Mommy’s Milk Team Finds Marijuana in Breast Milk Up To Six Days After UseAugust 27, 2018
With the legalization of marijuana in several US states, increased use has been seen in pregnant and breastfeeding women for both medicinal and recreational purposes. Although national organizations like the American Academy of Pediatrics recommend breastfeeding mothers do not use marijuana, there has been a lack of current data to support any health or neurodevelopmental concerns in infants as a result of exposure to tetrahydrocannabinol (THC) or other components of marijuana via breast milk.
“Pediatricians are often put into a challenging situation when a breastfeeding mother asks about the safety of marijuana use. We don’t have strong, published data to support advising against use of marijuana while breastfeeding, and if women feel they have to choose then we run the risk of them deciding to stop breastfeeding – something that we know is hugely beneficial for both mom and baby,” said Christina Chambers, PhD, MPH, principal investigator of the study, program director of Mommy’s Milk, and co-director of the Center for Better Beginnings.

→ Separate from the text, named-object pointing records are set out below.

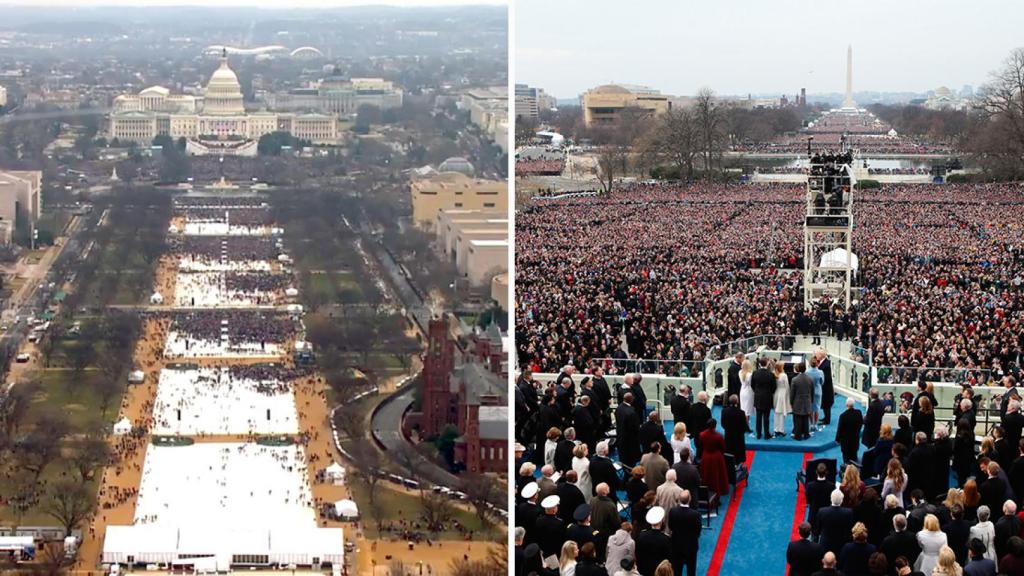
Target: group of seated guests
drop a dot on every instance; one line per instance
(237, 248)
(909, 500)
(243, 326)
(894, 510)
(940, 275)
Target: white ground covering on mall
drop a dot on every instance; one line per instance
(178, 345)
(199, 263)
(224, 501)
(224, 229)
(209, 290)
(209, 401)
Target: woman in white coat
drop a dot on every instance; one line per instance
(781, 400)
(581, 463)
(745, 392)
(931, 540)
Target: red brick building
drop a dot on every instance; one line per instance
(468, 389)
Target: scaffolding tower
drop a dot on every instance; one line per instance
(828, 258)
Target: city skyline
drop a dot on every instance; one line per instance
(669, 52)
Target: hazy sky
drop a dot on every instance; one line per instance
(740, 46)
(258, 3)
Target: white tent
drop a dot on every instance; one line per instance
(837, 259)
(336, 474)
(346, 508)
(122, 426)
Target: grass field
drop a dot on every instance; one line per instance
(395, 505)
(61, 392)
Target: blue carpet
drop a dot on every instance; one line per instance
(819, 441)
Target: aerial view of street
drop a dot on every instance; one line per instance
(254, 289)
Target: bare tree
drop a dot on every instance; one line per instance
(1001, 104)
(481, 491)
(435, 508)
(70, 503)
(711, 124)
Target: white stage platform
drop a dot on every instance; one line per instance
(208, 401)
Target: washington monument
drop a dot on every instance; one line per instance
(848, 100)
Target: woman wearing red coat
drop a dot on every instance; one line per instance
(713, 471)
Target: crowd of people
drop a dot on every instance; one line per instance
(243, 326)
(237, 248)
(918, 499)
(674, 270)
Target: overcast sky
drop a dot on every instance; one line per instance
(259, 3)
(740, 46)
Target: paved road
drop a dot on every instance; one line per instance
(386, 424)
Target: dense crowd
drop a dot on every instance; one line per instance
(256, 282)
(242, 326)
(237, 248)
(915, 500)
(544, 167)
(670, 271)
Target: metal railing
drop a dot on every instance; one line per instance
(910, 375)
(674, 368)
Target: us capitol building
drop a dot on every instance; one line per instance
(215, 123)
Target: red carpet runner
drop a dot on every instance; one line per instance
(730, 517)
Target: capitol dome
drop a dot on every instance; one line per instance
(223, 92)
(457, 164)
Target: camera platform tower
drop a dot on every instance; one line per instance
(828, 259)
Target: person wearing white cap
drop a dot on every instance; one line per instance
(653, 545)
(550, 529)
(527, 511)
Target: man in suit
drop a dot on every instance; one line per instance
(763, 383)
(848, 432)
(734, 424)
(872, 419)
(957, 533)
(734, 384)
(827, 388)
(681, 405)
(802, 401)
(979, 565)
(654, 465)
(1007, 527)
(632, 385)
(1013, 423)
(921, 464)
(803, 554)
(547, 418)
(687, 475)
(653, 545)
(699, 416)
(628, 432)
(652, 432)
(828, 566)
(684, 524)
(817, 493)
(583, 421)
(993, 490)
(569, 496)
(545, 483)
(604, 512)
(900, 542)
(603, 395)
(602, 470)
(835, 524)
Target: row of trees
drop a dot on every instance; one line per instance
(689, 138)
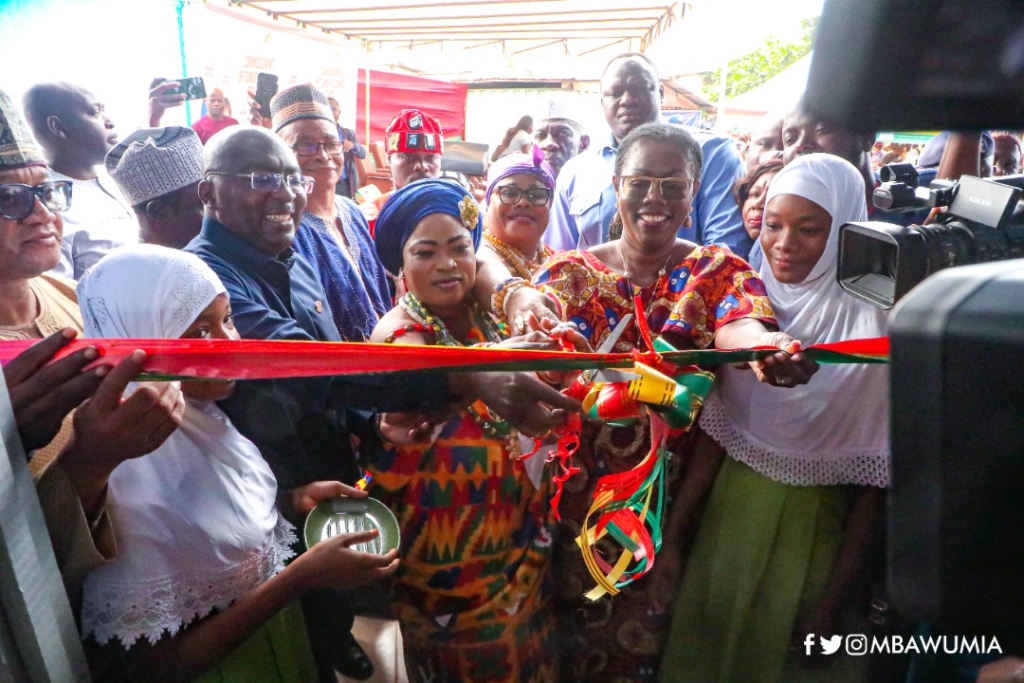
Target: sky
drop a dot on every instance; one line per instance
(116, 47)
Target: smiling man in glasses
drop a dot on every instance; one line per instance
(585, 199)
(76, 133)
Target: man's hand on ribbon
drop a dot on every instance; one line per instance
(788, 368)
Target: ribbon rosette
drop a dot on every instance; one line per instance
(627, 507)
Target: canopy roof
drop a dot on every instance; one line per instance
(519, 26)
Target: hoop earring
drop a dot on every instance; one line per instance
(615, 227)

Cannabinoids, marijuana’s active compounds, such as THC, like to stick to fat, which is abundant in breast milk. This stickiness has suggested that in women who use marijuana, these compounds can end up in breast milk, raising concerns about their potential effects on nursing babies.
To better understand how much marijuana actually gets into breast milk and how long it stays there, our Mommy’s Milk team conducted a study published online today in the journal Pediatrics. We examined 54 breast milk samples from 50 women who used marijuana either daily, weekly or sporadically – with inhalation being the primary method of intake. THC, the primary psychoactive component of marijuana, was detected in 63 percent of the breast milk samples up to six days after the mother’s last reported use.
“We found that the amount of THC that the infant could potentially ingest from breast milk was relatively low, but in some mothers could be detected as long as six days after the mother last used marijuana. We still don’t know enough about the drug to say whether or not there is a concern for the infant at any dose, or if there is a safe dosing level,” said Dr. Chambers. “The ingredients in marijuana products that are available today are thought to be much more potent than products available 20 or 30 years ago.”
Dr. Chambers believes that the results are a stepping stone for future research. More studies need to be done not only to determine the long-term impact for children, if any, of marijuana in breast milk, but more specifically, “are there any differences in effects of marijuana in breast milk for a two-month old versus a 12-month old, and is it different if the mother smokes versus eats the cannabis? These are critical areas we need answers to as we continue to promote breast milk as the premium in nutrition for infants.”
Study co-authors include: Kerri Bertrand, MPH; Nathan Hanan, PharmD; Gordon Honerkamp-Smith, MS; and Brookie Best, PharmD, MAS, all with UC San Diego.